Tuesday, April 8, 2014

Making Mead



Wedding season is coming up. My wife and I have four weddings we'll be attending this summer, three of which are happening here on O'ahu, and going to weddings usually involves giving a wedding gift. I'm not especially excited about picking an item off a Williams Sonoma registry--seems sort of impersonal to me, you know?--so I've decided to give the newlyweds a gift of homebrewed mead instead.

You see, mead is a drink traditionally associated with weddings. The term honeymoon even relates to it. In olden days, after the wedding ceremony the couple would go into isolation for the period of a lunar cycle (which *cough cough* just happens to roughly coincide with a woman's menstrual cycle). During that time they'd drink mead and work on producing a male heir. The isolation was to help insure that the heir was the true sire of the husband. The mead was to inspire them in their work, and to increase the chance of the fruit of that work being male (mead can affect the PH of the body, and the PH of the woman's body during conception apparently affects the gender of the child conceived).

Anyway, heir or no, honeymoon or no, mead can be a pretty wonderful drink. I've been thinking about it more seriously recently because, as opposed to beer, the ingredients for mead can be entirely produced in Hawaii.

See, beer consists of barley, hops, water and yeast. The barley and hops don't grow well in Hawaii--they've developed in regions of greater latitude, which offer more sunlight hours in the summertime (in Hawaii we get like 13 hours of sunlight in the summer; in Washington state they get 16). But mead is mainly honey, water, and yeast.

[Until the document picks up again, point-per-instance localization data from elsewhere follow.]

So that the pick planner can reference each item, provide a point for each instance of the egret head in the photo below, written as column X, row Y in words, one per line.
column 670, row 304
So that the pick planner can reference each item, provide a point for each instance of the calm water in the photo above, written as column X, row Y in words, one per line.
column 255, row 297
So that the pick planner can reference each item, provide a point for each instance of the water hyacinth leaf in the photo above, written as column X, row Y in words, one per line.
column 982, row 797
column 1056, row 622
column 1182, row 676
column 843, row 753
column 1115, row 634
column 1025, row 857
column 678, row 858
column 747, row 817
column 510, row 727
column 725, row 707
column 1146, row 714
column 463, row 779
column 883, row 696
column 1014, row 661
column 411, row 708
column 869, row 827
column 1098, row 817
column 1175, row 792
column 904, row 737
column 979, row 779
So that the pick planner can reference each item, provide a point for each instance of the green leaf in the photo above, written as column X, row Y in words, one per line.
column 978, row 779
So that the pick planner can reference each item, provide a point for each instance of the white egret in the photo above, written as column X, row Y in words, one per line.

And honey is locally produced pretty much anywhere that plants grow, including Hawaii.

Another benefit to brewing mead in Hawaii is that the yeasts normally used in mead fermentation are often more tolerant of higher temperatures, whereas beer yeasts usually like it to be cooler. Dealing with Hawaii's warm temperatures has been a constant struggle for my brewing here. I've resorted to swamp-coolers and a cooler bag, and I've experimented with different yeast strains, all to minimize off-flavors produced by hot fermentations. The best luck I've had resulted from using more heat-tolerant yeasts.

So, for all of these reasons, I've decided to give mead-making another try (I did a batch back in San Fran that turned out pretty good, but I never got back to it till now.) Last month I got my hands on nine pounds of Organic, locally-sourced (Big Island) honey from Wililaiki Blossom nectar, and turned it into a mead. My plan is to bottle it next month, and then to give a bottle to each of the newly married couples with a recommendation to wait to open the bottle until at least their first year anniversary (which doesn't go along with the traditional honeymoon idea, but hey--my experience with mead leads me to believe that the longer the aging process, the better). Of course, I'll have plenty of bottles saved for myself, and I'll be sure to post how they turn out.